If translated, the three sperm AK8 proteins would be shorter, and in two cases, the N- and C-termini would differ completely, from the somatic isoforms (Fig. 2b, Additional file 1). There are potential phosphorylation and myristoylation motifs in the sperm AK8 protein not present in the somatic isoform. The differences in the termini of the sperm AK isoforms might provide unique interfaces necessary for localization to specific structures within the sperm flagella. The eight known mammalian sperm AKs are found in association with mitochondria, the axoneme or ODFs, but the structural determinants for their specific localization are still unclear [13].

We also assume the characteristics of functional sperm AK8s would differ from that for the somatic isoforms. AK8 has two AK domains (see XP_014030300 for salmon, CDQ66442 for trout, or NP_001029046 for murine somatic forms), but the salmon sperm AK8 isoforms retain only one ATP-AMP binding pocket due to their shorter C-termini.

The 5′-utr of the sperm GnRH-II receptor (gnrh2r) (GenBank: GEGY01074481) differs completely from the salmon somatic isoform (GenBank: XM_014201129) (Fig. 3a). The 5′-utr in the sperm gnrh2r diverges from the somatic receptor in a region immediately preceding its start codon. The upstream portion contains a variety of potential binding motifs that may be inextricable for sperm-specific posttranscriptional processing. Also, despite the extended length of the sperm 5′-utr, the start codon is more downstream, leading to a shorter N-terminal in the translated product in comparison to the somatic isoform (Fig. 3b). The sequence that encodes the seven-transmembrane receptor is intact (data not shown), but the loss of N-terminal residues in the sperm isoform may free it to interact with specific structures in the sperm, or change the ligand affinity, selectivity or signaling function of the receptor for germ cell-specific activity.
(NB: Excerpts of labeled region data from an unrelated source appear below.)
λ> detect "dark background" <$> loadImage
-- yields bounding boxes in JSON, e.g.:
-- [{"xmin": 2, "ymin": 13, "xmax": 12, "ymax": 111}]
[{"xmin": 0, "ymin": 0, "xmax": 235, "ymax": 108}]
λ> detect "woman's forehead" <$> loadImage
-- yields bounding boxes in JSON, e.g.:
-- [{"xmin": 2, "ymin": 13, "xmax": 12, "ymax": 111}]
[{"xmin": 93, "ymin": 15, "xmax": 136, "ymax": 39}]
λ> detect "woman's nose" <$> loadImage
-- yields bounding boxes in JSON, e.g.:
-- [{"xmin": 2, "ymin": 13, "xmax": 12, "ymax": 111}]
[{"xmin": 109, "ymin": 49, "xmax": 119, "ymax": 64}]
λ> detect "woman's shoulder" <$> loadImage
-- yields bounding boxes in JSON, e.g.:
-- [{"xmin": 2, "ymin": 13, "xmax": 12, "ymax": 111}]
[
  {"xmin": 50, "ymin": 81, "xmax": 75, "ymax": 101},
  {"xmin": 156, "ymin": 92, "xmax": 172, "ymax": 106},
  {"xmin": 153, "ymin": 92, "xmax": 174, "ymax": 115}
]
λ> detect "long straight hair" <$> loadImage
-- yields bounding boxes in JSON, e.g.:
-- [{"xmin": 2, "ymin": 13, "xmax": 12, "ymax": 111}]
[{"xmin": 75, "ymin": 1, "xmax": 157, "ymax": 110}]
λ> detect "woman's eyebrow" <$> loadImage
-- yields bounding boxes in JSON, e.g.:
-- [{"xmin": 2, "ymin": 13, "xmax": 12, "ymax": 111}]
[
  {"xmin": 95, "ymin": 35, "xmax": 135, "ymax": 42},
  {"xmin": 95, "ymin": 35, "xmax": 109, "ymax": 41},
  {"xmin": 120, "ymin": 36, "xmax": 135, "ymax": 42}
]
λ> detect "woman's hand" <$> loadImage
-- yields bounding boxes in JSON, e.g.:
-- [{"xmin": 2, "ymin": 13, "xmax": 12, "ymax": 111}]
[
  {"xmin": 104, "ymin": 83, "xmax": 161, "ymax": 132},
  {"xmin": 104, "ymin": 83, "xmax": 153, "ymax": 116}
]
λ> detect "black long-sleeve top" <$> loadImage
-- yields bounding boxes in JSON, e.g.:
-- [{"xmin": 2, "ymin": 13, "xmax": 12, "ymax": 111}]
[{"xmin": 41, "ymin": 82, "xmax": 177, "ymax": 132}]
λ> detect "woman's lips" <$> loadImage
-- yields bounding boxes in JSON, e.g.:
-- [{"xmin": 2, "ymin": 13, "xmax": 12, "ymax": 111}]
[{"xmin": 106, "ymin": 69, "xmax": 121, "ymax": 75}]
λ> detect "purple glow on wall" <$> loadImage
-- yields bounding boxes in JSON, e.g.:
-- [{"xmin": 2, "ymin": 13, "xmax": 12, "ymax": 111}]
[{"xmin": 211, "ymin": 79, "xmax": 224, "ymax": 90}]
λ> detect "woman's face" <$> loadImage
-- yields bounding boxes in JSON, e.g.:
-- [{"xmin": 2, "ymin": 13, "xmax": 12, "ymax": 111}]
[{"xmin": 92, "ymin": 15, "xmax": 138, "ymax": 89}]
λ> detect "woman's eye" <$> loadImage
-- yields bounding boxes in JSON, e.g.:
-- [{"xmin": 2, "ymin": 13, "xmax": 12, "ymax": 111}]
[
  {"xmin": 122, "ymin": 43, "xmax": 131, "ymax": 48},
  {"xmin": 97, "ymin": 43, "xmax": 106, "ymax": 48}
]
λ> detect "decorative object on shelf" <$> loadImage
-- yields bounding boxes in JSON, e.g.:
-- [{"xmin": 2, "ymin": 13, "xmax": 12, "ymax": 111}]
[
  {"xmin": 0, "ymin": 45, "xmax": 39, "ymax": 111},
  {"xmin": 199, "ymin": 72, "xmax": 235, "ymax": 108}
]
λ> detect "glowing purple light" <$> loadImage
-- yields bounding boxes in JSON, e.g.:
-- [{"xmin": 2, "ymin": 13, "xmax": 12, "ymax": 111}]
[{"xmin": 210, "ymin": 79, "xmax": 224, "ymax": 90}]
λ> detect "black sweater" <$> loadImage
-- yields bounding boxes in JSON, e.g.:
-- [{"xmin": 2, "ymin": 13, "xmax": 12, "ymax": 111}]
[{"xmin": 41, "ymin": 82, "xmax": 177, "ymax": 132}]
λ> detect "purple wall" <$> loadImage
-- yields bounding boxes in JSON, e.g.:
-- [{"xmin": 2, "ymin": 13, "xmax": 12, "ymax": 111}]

We also found erα expressed in the sperm library. Analysis of fifteen other salmon libraries revealed 5′-utrs of variable lengths, with the longest borne in the liver library (Additional file 2). It is difficult to make any conclusions on the regulatory components of the erα 5′-utr in the sperm vis-à-vis other tissues where it is expressed, but potential for CREB/CREM and ER activity exists (Additional file 2).

Perhaps the most intriguing feature of the erα 5′-utr is that it contains two duplicate blocks of RNA, each approximately 47 nts in length (Additional file 2). These may contain motifs that recognize regulatory proteins that partition to only the liver, testis or sperm.

Limitations

The recognition elements we present for CREB/CREM, ERα and FOXL2A are based on DNA-binding studies. Although some evidence exists that these proteins bind RNA, the sequences they interact with are completely unknown. The various duplicated sequences we identify within the 5′-utrs may serve as important targets for proteins involved in regulating mRNA processing. Similar duplicated elements are found throughout the 5′-utrs of late-stage mammalian sperm mRNAs (Additional file 4). Future research will reveal if similarities exist within the composition, binding contexts and interactions of the proteins that regulate expression of these essential mRNAs.